Conway Tearle was educated in England and America, and had the theatre in his blood, having memorized a dozen Shakespeare plays in his youth. His future was assured at the age of 21 when he was called upon to play the role of Hamlet in a regional theatre in Manchester in an emergency when the star couldn’t go on. It was a role closely identified with his stepfather. so he knew it well, and made a hit of it. For the next several years he was a star of the West End, appearing in companies managed by Ellen Terry and Sir Charles Wyndham.

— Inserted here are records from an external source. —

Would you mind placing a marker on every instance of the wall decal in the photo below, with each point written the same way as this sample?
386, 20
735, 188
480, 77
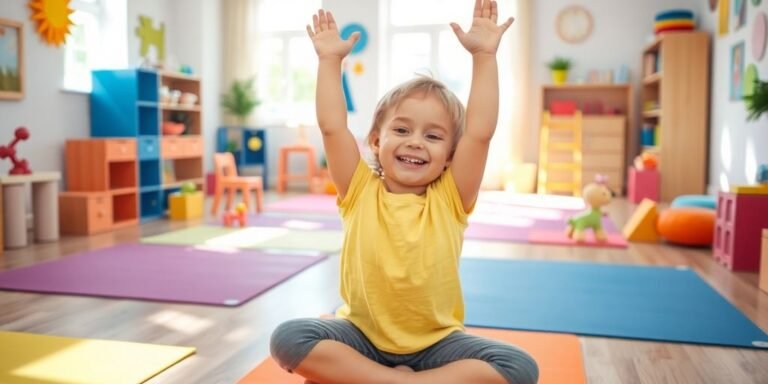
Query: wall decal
11, 60
52, 18
737, 71
759, 34
151, 37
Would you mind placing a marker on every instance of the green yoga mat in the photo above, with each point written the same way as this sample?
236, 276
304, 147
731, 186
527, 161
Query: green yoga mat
324, 241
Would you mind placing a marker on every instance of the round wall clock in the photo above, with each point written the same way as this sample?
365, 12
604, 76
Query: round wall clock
574, 24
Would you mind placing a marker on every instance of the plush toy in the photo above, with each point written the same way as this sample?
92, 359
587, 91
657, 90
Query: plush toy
236, 215
20, 166
595, 195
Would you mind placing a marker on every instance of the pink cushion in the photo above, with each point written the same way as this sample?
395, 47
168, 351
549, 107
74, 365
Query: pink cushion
688, 226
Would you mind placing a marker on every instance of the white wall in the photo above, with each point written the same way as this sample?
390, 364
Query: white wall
737, 147
50, 114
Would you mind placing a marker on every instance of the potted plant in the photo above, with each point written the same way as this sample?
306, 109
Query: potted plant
240, 100
559, 67
757, 101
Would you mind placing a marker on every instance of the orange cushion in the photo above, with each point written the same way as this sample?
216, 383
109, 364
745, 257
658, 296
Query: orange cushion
688, 226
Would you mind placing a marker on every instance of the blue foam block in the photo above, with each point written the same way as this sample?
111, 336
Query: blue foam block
650, 303
696, 201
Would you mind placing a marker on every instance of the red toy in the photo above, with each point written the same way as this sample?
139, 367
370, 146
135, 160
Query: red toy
236, 215
20, 166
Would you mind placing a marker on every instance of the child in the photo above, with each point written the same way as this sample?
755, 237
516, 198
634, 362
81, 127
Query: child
402, 319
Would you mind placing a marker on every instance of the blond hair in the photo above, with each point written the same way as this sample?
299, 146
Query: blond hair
428, 86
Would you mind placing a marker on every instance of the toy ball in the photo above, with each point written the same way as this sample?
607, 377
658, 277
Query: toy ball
188, 187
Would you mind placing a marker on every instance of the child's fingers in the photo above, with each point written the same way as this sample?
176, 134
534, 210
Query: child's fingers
331, 21
486, 9
507, 24
323, 20
316, 23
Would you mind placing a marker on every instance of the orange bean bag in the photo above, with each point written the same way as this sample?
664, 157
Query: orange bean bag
687, 226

From 1905 through 1918 he was a constant fixture of Broadway, appearing in such notable productions as Booth Tarkington’s Cameo Kirby (1909), the American premiere of Shaw’s Major Barbara, and opposite Ethel Barrymore in The Lady of the Camellias (1917-18).

Tearle had also supported Barrymore in his first film, 1914’s The Nightingale. With his dashing good looks, Tearle quickly became a matinee idol popular with female audiences throughout the silent era. His leading ladies included Marguerite Clark, Clara Kimball Young, Anita Stewart, Conastance and Norma Talmadge (not at the same time), Mary Pickford, Corinne Griffith, and Clara Bow. In 1918, he married Adele Rowland, his fourth and last wife, following a scandal. Gold Diggers of Broadway was one of Tearle’s last silents; The Lost Zeppelin one of his first talkies, both in 1929.

Tearle maintained his star-status during the pre-code era in such racy fare as The Lady Who Dared (1931), Pleasure (1931) and the 1932 adaptation of Vanity Fair. In 1932 he returned to Broadway to take the role of the washed-up ham Larry Renault in the original production of Dinner at Eight. Unfortunately (for him) Johny Barrymore got the role in the film version the following year while Tearle continued to appear in things like Should Ladies Behave? (1933) — which happened to star Barrymore’ brother LIonel. By the mid ’30s Tearle was starring independent B movies, while still having major supporting roles in major features, like Stingaree (1934). His last few features include Klondike Annie with Mae West, The Preview Murder Mystery, and the Leslie HowardNorma Shearer Romeo and Juliet, all in 1936. In 1937 he returned to Broadway to play Antony to Tallulah Bankhead’s Juliet. He also did a regional production of a show called Hey Diddle Diddle with a young Lucille Ball. By then he was already ailing. A heart attack took him at age 60 about a year later.

Tearle’s younger half-brother Sir Godfrey Tearle was also a stage and screen actor, best known for turns in such movies as The 39 Steps (1935), One of Our Aircraft is Missing (1942) and Decameron Nights (1953).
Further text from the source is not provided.